Il est vrai que piscine intérieure, salle de jeux avec ping-pong, baby-foot, fléchette, terrain de pétanque, de badminton, tout ça autour d’un corps de ferme rénové au milieu de la campagne, pour quelques dizaines d’euros par tête les quatre jours…
Alors cette année, va falloir la jouer tactique côté tsunami dans la piscine, va falloir calculer la taille et la direction des vagues. Le proprio accepte le côté festif, l'esprit joueur et, qui dirait grandguignolesque de l'histoire, il a fait mine de ne pas avoir entendu les chants paillards beuglés à la pleine lune, ni d'avoir senti la perte de self-contrôle alcoolisé,  mais l'aspect aquatique, pisciculture de tanches et élevage d’huitres entre son canapé et son écran plat, je ne suis pas sûr qu'il ne nous explique pas la vie à coups de fourche dans la gueule.

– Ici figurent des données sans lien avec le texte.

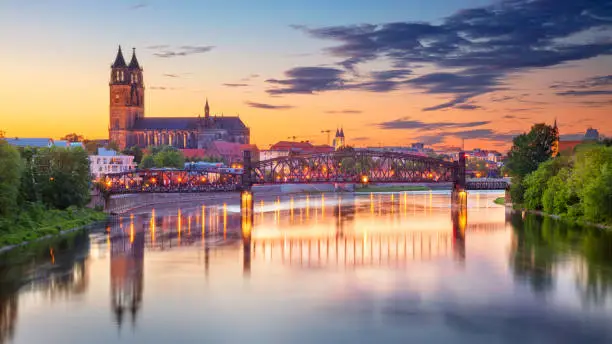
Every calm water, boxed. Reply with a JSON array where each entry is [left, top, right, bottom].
[[0, 192, 612, 344]]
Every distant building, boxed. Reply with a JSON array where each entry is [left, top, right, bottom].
[[206, 141, 259, 165], [412, 142, 425, 150], [583, 128, 599, 141], [270, 141, 334, 155], [259, 149, 289, 160], [5, 137, 54, 148], [89, 148, 136, 180], [334, 128, 346, 150], [109, 47, 250, 150]]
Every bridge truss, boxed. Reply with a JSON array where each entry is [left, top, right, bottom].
[[247, 151, 456, 184]]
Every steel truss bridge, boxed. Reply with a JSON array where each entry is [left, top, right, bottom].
[[101, 150, 508, 194]]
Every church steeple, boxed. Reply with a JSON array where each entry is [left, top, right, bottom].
[[111, 46, 127, 68], [128, 47, 140, 69]]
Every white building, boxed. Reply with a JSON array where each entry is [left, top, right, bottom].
[[259, 150, 289, 161], [89, 148, 136, 179]]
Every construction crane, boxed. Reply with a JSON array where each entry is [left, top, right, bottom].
[[321, 129, 331, 146]]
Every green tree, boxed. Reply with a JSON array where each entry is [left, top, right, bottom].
[[523, 157, 569, 210], [506, 123, 559, 203], [506, 123, 558, 177], [36, 147, 90, 209], [83, 140, 100, 155], [0, 139, 22, 216]]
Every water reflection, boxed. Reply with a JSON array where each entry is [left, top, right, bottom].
[[0, 192, 612, 343], [0, 233, 90, 343], [109, 213, 145, 327]]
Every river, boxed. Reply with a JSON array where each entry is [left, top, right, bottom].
[[0, 191, 612, 344]]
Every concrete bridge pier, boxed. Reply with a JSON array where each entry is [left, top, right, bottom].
[[451, 207, 467, 261], [451, 152, 467, 209], [240, 190, 254, 276]]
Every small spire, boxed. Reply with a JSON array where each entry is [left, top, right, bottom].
[[128, 48, 140, 69], [111, 45, 127, 68]]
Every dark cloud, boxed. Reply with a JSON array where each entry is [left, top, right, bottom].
[[414, 135, 444, 146], [325, 109, 363, 114], [245, 102, 293, 110], [266, 67, 345, 94], [550, 75, 612, 89], [578, 100, 612, 108], [556, 90, 612, 97], [149, 45, 214, 58], [130, 2, 149, 10], [455, 104, 482, 110], [294, 0, 612, 111], [378, 117, 491, 130]]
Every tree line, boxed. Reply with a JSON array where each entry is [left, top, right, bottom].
[[507, 124, 612, 224], [0, 139, 90, 232]]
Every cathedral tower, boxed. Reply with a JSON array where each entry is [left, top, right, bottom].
[[109, 46, 144, 149]]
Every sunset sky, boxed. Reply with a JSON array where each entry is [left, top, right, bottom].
[[0, 0, 612, 150]]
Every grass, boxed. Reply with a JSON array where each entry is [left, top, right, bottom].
[[355, 185, 431, 192], [0, 205, 108, 248], [493, 197, 506, 205]]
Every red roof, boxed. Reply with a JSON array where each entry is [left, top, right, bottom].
[[270, 141, 334, 154], [180, 148, 206, 158]]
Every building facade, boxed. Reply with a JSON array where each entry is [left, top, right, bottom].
[[109, 47, 250, 149], [89, 148, 136, 180]]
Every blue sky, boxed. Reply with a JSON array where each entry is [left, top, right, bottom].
[[0, 0, 612, 147]]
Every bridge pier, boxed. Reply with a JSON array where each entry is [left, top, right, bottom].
[[451, 152, 467, 209], [240, 190, 254, 276]]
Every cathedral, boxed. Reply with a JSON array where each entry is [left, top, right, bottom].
[[109, 46, 250, 150]]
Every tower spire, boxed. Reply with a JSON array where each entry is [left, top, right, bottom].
[[128, 48, 140, 69], [111, 45, 127, 68]]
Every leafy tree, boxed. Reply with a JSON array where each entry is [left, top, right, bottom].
[[0, 140, 22, 216], [60, 133, 85, 142], [523, 157, 569, 210], [506, 123, 558, 177], [35, 147, 90, 209], [123, 146, 144, 164], [83, 140, 101, 155]]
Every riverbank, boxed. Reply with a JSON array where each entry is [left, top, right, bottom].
[[0, 205, 108, 253], [493, 197, 612, 230]]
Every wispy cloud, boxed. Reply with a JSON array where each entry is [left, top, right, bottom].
[[130, 2, 149, 10], [223, 83, 249, 87], [290, 0, 612, 111], [325, 109, 363, 114], [245, 101, 293, 110], [148, 45, 215, 58], [378, 117, 491, 130]]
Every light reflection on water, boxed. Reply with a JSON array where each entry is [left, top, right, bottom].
[[0, 192, 612, 343]]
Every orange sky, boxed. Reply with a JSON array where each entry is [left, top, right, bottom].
[[0, 1, 612, 150]]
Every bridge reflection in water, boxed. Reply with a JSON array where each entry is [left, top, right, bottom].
[[108, 193, 504, 284]]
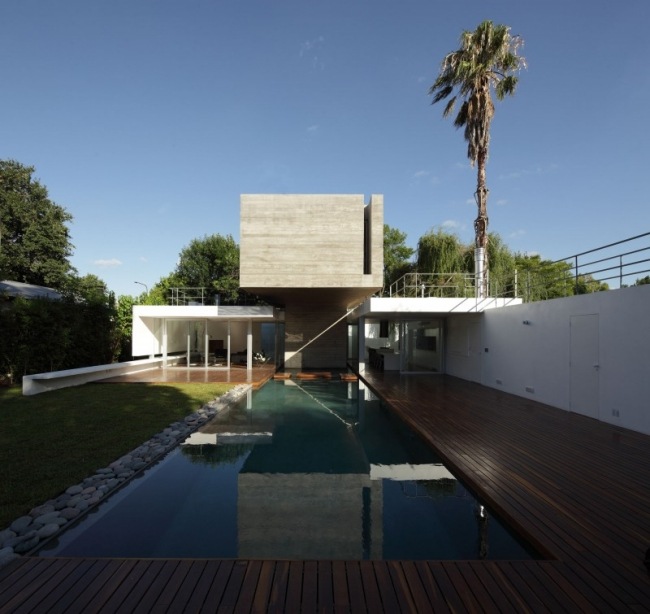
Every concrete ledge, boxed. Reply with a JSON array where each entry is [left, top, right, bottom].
[[23, 357, 177, 396]]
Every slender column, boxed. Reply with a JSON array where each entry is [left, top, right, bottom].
[[246, 320, 253, 369], [203, 320, 210, 369], [226, 320, 230, 369], [185, 321, 192, 369], [162, 318, 167, 367], [357, 316, 366, 373]]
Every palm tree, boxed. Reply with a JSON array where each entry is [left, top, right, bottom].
[[429, 21, 526, 298]]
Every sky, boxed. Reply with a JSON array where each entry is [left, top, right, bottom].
[[0, 0, 650, 295]]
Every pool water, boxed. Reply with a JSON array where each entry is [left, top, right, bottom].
[[40, 380, 535, 560]]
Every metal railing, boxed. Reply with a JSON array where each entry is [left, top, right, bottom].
[[169, 288, 220, 306], [168, 287, 267, 307], [384, 232, 650, 302]]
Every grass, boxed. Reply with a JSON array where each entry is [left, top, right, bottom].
[[0, 383, 233, 530]]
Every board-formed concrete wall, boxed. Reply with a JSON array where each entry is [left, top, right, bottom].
[[447, 286, 650, 434], [240, 194, 383, 288]]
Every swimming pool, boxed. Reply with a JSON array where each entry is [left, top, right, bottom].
[[39, 380, 535, 560]]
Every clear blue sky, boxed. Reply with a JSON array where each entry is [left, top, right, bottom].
[[0, 0, 650, 295]]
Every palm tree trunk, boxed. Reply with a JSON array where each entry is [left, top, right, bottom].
[[474, 149, 489, 298]]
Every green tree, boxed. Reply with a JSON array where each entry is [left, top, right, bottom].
[[414, 228, 471, 296], [384, 224, 415, 292], [0, 160, 74, 290], [417, 228, 468, 273], [113, 295, 135, 362], [175, 234, 241, 304], [515, 253, 574, 302], [429, 21, 526, 297]]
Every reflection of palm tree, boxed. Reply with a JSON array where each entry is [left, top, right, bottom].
[[429, 21, 526, 298]]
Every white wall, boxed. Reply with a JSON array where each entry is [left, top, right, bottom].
[[447, 286, 650, 434]]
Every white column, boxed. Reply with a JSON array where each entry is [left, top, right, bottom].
[[246, 320, 253, 369], [203, 320, 210, 369], [357, 316, 366, 373], [226, 320, 230, 369], [186, 322, 192, 369], [162, 318, 167, 367]]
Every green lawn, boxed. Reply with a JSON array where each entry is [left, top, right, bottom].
[[0, 384, 233, 530]]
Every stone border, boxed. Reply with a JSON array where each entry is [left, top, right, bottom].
[[0, 384, 252, 567]]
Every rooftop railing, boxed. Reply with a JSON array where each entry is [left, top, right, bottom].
[[384, 232, 650, 302], [169, 288, 220, 306]]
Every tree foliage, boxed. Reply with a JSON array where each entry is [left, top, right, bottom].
[[175, 234, 240, 303], [384, 224, 415, 291], [429, 21, 526, 296], [0, 160, 74, 290], [0, 295, 115, 380]]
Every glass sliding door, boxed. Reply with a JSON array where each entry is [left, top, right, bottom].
[[401, 320, 443, 373]]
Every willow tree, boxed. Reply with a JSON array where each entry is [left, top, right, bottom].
[[429, 21, 526, 297]]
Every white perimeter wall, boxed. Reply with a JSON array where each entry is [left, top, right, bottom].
[[446, 285, 650, 434]]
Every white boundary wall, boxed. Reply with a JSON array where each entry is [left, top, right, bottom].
[[446, 285, 650, 434], [23, 358, 182, 396]]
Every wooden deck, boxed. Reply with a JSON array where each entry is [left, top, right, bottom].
[[0, 372, 650, 613], [101, 365, 275, 388]]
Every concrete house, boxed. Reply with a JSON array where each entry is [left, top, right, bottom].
[[240, 194, 384, 369]]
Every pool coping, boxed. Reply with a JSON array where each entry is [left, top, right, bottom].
[[0, 384, 253, 569]]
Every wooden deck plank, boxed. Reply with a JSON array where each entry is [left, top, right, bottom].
[[359, 561, 383, 612], [300, 561, 318, 612], [332, 561, 350, 613], [285, 561, 303, 612], [316, 561, 334, 612], [46, 559, 108, 614], [233, 561, 262, 613], [181, 560, 221, 614], [203, 561, 235, 612], [216, 561, 249, 612], [97, 561, 151, 613], [268, 561, 289, 614], [150, 560, 192, 611], [252, 561, 276, 612], [0, 558, 66, 611], [345, 561, 367, 612]]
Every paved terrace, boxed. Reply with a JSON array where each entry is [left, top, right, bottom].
[[0, 372, 650, 613]]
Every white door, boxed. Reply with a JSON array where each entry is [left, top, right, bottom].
[[569, 314, 600, 418]]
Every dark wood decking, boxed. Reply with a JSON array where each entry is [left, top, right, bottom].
[[0, 372, 650, 613], [101, 365, 275, 388]]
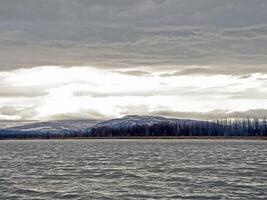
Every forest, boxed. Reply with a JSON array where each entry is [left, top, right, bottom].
[[0, 118, 267, 139]]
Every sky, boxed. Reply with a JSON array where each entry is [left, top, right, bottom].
[[0, 0, 267, 120]]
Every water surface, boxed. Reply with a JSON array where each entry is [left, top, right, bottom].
[[0, 140, 267, 199]]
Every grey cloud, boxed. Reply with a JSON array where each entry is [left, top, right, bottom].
[[49, 110, 110, 120], [116, 70, 152, 76], [0, 81, 48, 98], [230, 88, 267, 100], [0, 0, 267, 74]]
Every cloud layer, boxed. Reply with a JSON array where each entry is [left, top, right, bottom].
[[0, 0, 267, 119], [0, 66, 267, 120], [0, 0, 267, 74]]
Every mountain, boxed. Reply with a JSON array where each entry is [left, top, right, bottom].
[[0, 115, 267, 139], [5, 120, 101, 134]]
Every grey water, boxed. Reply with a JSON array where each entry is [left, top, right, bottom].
[[0, 139, 267, 200]]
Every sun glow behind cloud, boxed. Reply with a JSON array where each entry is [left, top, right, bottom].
[[0, 66, 267, 119]]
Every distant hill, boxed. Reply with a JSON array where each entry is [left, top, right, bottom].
[[0, 115, 267, 139]]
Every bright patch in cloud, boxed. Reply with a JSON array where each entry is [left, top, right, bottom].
[[0, 66, 267, 119]]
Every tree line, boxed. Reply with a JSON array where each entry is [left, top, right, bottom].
[[0, 118, 267, 139]]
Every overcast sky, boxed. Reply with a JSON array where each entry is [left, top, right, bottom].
[[0, 0, 267, 120]]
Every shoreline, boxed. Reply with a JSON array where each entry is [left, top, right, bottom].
[[0, 136, 267, 141]]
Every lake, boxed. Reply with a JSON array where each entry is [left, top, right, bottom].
[[0, 139, 267, 200]]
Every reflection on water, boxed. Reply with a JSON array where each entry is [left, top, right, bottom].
[[0, 140, 267, 199]]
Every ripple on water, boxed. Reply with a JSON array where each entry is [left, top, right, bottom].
[[0, 140, 267, 200]]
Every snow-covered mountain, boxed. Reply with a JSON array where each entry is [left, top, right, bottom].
[[2, 120, 101, 134]]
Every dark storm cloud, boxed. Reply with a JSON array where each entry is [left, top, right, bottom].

Ensuite. Que nous dirons-nous lorsque la nuit sera tombée depuis longtemps. Y aura t-il ces histoires de divorce, de maladie, de décès, de vies envahies par le travail, simplement déçues ou des discussions politiques très actuelles, parlerons-nous de football, invariablement. Y’aura t-il ces dialogues ou ces monologues lâchés parce qu’impossible à retenir dans un moment entre parenthèses.
Penserons-nous sans anticipation, sans préméditation qu’il sera bon temps d’aborder te ou tel sujet, à cœur, juste pour se soulager d’un poids parce que nous saurons que celui ou ceux qui sont en face ne jugeront pas ou tout simplement seront capables d’écouter.
Je ne sais pas si ces instants, ceux que nous retiendrons même lorsque les bouteilles seront vidées, existeront. Nous nous échappons les uns, les autres avec les années.
Tout change. Connement. Aussi.

Pourvu que nous soyons complets dans une semaine.

web

lundi 7 mai 2012

Rangements

Je range une bibliothèque, brièvement. Je range des cds. Il faudrait que je les range mieux que cela, je ne sais pas, par exemple, francophone, étrangers, style, ceux que je n’écoute plus tout au fond. Le mois de mai est entamé.
Il y a comme une tension personnelle qui revient et que je reconnais désormais. Peut-être ces weekends plus longs donnent-ils le temps d’y penser. A moins que l’échéance effrayamment rapide de la mort du pote de mon père viennent se rappeler à d’autres heures sombres. Ses deux fils ont reçu hier l’appel du médecin indiquant qu’il fallait venir, rapidement. Je connais la teneur de ce message, ce qu’il dit sans franchise mais avec un tact peut-être certain.
La dernière fois que je l’ai vu, c’était pour pleurer ensemble, voilà bientôt un an. J’ai le son de sa voix en tête, le rappel de certains échanges et les vieilles photos qu’il nous avait rapporté ce jour là, comme un bien plus précieux que tout.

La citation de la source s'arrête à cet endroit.